Basically, what is the specification for this because I can't find it on the web site.
Are all of these considered valid?
a[rel="nofollow"]
a[rel='nofollow']
a[rel=nofollow]
Solution 1:
I’ve written more extensively on the subject here: Unquoted attribute values in HTML and CSS.
I’ve also created a tool to help you answer your question: http://mothereff.in/unquoted-attributes
You can usually omit the quotes as long as the attribute value is alphanumeric (however, there are some exceptions — see the linked article for all the details). Anyhow, I find it to be good practice to add the quotes anyway in case you need them, i.e. a[href^=http://]
won’t work, but a[href^="http://"]
will.
The article I mentioned links to the appropriate chapters in the CSS spec.
Solution 2:
Attribute values must be identifiers or strings
— http://www.w3.org/TR/CSS2/selector.html#attribute-selectors
The first two use strings. The third uses an identifier.

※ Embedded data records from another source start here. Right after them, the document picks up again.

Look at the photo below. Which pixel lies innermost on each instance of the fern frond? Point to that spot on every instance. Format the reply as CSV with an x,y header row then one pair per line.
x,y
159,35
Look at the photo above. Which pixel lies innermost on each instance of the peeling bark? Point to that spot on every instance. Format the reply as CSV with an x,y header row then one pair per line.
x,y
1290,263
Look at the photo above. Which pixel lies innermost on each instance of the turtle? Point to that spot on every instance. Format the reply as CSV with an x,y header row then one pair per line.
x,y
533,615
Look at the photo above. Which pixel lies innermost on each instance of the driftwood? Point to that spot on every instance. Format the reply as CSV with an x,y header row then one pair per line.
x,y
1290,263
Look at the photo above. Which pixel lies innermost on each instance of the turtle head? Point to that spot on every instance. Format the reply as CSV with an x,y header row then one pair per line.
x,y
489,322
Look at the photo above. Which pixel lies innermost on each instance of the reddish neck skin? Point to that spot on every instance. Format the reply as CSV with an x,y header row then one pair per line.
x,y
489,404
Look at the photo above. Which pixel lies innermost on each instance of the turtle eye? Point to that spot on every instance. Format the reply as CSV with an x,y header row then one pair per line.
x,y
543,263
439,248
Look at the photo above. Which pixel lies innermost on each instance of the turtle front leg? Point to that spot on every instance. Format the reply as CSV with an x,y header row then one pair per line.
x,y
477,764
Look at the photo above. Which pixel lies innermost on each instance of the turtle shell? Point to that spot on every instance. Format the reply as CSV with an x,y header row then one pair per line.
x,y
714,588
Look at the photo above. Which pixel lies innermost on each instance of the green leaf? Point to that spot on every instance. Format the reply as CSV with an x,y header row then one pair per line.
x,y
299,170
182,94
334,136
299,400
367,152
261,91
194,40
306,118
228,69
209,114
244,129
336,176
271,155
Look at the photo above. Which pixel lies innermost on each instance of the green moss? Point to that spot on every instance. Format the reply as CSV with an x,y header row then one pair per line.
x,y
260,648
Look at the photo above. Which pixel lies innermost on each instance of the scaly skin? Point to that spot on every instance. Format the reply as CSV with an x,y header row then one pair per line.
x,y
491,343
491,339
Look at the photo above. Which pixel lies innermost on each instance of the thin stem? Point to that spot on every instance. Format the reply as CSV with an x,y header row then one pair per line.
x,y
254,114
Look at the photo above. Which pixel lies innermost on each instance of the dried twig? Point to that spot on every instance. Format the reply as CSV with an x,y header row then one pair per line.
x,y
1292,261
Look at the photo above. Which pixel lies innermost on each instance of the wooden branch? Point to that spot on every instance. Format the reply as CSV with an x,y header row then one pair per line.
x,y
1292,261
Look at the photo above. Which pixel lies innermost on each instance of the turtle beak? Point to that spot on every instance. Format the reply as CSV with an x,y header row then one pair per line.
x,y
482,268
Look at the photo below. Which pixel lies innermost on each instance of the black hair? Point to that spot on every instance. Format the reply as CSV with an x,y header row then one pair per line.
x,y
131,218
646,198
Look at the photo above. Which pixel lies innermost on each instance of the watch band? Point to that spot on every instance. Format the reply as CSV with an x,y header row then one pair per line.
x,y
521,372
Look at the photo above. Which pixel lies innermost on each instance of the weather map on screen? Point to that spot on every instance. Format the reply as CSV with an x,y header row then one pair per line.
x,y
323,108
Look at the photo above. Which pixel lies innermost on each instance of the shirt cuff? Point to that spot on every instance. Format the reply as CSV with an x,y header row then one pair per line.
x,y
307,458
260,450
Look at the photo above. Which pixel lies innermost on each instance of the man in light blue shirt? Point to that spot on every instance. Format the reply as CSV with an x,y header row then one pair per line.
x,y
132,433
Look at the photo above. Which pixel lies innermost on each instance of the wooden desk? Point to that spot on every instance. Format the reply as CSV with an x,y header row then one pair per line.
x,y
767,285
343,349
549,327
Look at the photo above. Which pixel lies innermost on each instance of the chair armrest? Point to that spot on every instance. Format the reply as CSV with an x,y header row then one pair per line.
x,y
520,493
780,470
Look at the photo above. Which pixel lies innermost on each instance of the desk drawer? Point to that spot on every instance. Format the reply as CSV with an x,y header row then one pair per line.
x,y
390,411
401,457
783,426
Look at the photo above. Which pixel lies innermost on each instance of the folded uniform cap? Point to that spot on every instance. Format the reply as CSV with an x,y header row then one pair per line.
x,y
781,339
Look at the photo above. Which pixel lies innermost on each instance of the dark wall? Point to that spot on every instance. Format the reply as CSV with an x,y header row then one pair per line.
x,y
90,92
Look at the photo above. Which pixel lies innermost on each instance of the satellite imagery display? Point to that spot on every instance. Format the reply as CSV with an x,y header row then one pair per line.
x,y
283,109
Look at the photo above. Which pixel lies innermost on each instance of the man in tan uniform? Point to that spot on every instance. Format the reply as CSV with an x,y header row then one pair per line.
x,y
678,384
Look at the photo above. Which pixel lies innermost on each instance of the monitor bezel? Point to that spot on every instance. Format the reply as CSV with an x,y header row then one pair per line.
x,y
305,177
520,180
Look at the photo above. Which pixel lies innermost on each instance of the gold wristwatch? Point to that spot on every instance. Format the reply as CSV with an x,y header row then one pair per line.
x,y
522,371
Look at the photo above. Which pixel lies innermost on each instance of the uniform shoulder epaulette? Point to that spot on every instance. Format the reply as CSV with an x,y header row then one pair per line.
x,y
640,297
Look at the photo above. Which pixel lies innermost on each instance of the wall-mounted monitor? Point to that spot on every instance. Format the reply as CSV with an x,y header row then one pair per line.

identifiers (including element names, classes, and IDs in selectors) can contain only the characters [a-zA-Z0-9] and ISO 10646 characters U+00A0 and higher, plus the hyphen (-) and the underscore (_); they cannot start with a digit, two hyphens, or a hyphen followed by a digit.
— http://www.w3.org/TR/CSS2/syndata.html#value-def-identifier
Strings can either be written with double quotes or with single quotes.